Young people in the United States religiously active, are more likely than their non-religious counterparts to develop overweight Y obesity in middle age (between 20 to 40 years), revealed Matthew Feinstein , the main author of the research and fourth year medical student in the Feinberg School of Medicine of the Northwestern University .
Apparently, going to church constantly seems to almost double the risk of obesity , regarding those who attend in a moderate way: "The churches pay more attention to obvious vices such as smoke or to drink . Our best interpretation is that frequent participation in the church is associated with good jobs and people may be rewarding themselves with great meals that contain more calories of those we would like, "said Feinstein.
The new research, presented at the conference of the American Heart Association , Dedicated to physical activity , metabolism and to the cardiovascular diseases , involved 2 thousand 433 people in the study of Risk Development of Coronary Artery in Young Adults (CARDIA, for its acronym in English)
According to the portal CNN.com.mx , the group was examined, initially between people of 20 to 32 years, to detect various risk factors of cardiovascular diseases such as diabetes , hypertension Y smoking . Those same tests were repeated in the same group for the next 25 years.
The results were mixed into different risk factors for cardiovascular diseases, but as the researchers analyzed the data, a disparity stood out.
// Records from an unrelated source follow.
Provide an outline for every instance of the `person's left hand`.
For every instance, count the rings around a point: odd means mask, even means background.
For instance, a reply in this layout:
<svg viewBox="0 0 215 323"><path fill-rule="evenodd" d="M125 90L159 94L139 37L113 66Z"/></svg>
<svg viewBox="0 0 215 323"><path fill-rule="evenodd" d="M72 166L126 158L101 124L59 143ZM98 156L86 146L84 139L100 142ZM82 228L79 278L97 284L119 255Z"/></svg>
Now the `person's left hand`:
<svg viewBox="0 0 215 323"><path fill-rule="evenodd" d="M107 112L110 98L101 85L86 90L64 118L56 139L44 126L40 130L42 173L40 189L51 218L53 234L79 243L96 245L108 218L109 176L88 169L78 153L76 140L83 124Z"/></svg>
Those who reported weekly church attendance or more frequently were significantly more likely to have a Body Mass Index (BMI) greater than those who attended less frequently or never:
"The true value of the study is not to understand the cause. What this study does is highlight a group, which could potentially benefit from initiatives directed against the obesity . That's exciting because there is a lot of ready infrastructure in religious communities, "Feinstein said.